他流派や他武道他武術の人たちと手を合わせると、そこの道場や流派や武道武術の考え方が、はっきりと見えてきます。
手を合わせる前に情報などがあると、その情報の確認ということになる。
今や世の中には、書籍や雑誌やネットなどで大量の情報が流れています。
それらをよく見てる人たちは、確かによくものを知ってます。
しかし、そのよく知ってる人たちと実際に手を合わせてみると、「なんじゃこりゃ?」ということが多いです。
ネットで小難しい言葉を書いてるだけの人なら、やっぱりこんなものかとも思いますが、色んな技術本やたくさん書いてビデオなども出してるような人のお弟子とかが「なんじゃこりゃ?」レベルなら、その師匠の実力を疑わざるを得ないですね。

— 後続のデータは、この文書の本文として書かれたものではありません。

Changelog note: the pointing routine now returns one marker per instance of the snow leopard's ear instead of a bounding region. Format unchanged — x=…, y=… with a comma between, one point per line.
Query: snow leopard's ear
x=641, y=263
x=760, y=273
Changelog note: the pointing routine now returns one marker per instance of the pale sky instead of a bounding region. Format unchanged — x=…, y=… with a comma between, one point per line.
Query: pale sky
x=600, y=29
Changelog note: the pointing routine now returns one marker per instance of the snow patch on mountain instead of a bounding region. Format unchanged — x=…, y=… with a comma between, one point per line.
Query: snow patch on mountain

ある時体験者が来て稽古をした中で少し「中心を取る」ということをやりました。
中心を取るなどという言葉は、今や武道武術界では当たり前にほとんどの人が知ってる言葉でしょうが、実体験として本当に中心を取られたことのある人がどれだけいるでしょうか?

考え方の違い
http://www.youtube.com/watch?list=PLrLCtjc21ITxP7jspb6S1btmkraJ8Qq9u&v=IKHgi8c2JX0

中心を取られたら、取ったほうは何でも出来て、取られたほうは何にも出来ない。
そういうのが本当の中心を取ることです。
動けば、斬られる、殴られる、蹴られる、投げられる、だから本当に中心を取られたことがあり、その恐さを知ってる者は下手に動かない。
中心を取られたままでジタバタする人は、本当に中心を取られた恐さを知らない人であり、師匠からその恐さを教えられてない人でしょう。
また、その師匠が本当の中心を取れない人である可能性もあるということでもあります。
もちろん、弟子や生徒が師匠の言うこととちっとも理解しようとせず稽古もせず、という場合も多いことでしょう。
しかし、そうそう好意的に見てくれる人も少ないですね。

合気道はこの「中心を取る」ことが出来てから始まる道です。
一教=入身、二教=転換、三教=入身転換、四教=反射というのが当方の合気道であり、三教=入身転換こそが完全に中心を取った状態であり合気です。
そして中心を取ること即ち、全体を取ることなのです。
三教=入身転換が出来なきゃ次の四教=反射に行けない。つまり、中心が取れなきゃ反射に行かない。
反射をやらなきゃ合気道でないのです。

また、ある打撃系武道を指導してる人から、
「相手が手も足も出なくなる中心を取るような感覚は、自分たちが今やってる練習の先にあるのか?」
と質問を受けました。僕は、
「必要が無いから無いでしょう」
と答えました。
中心を取る必要があるのは、一撃必殺の攻撃が彼我にあるからです。
ポイントの取り合いや判定による勝ち負けがあるような競技スポーツでは、中心を取り合う必要性が少ないです。
むしろ互いに中心を外して、ガンガン打ち合い蹴り合えばよいでしょう。
時間無制限一本勝負のような競技なら必要も出て来ると思いますが、これから先、そんな競技は産まれないんじゃないでしょうか。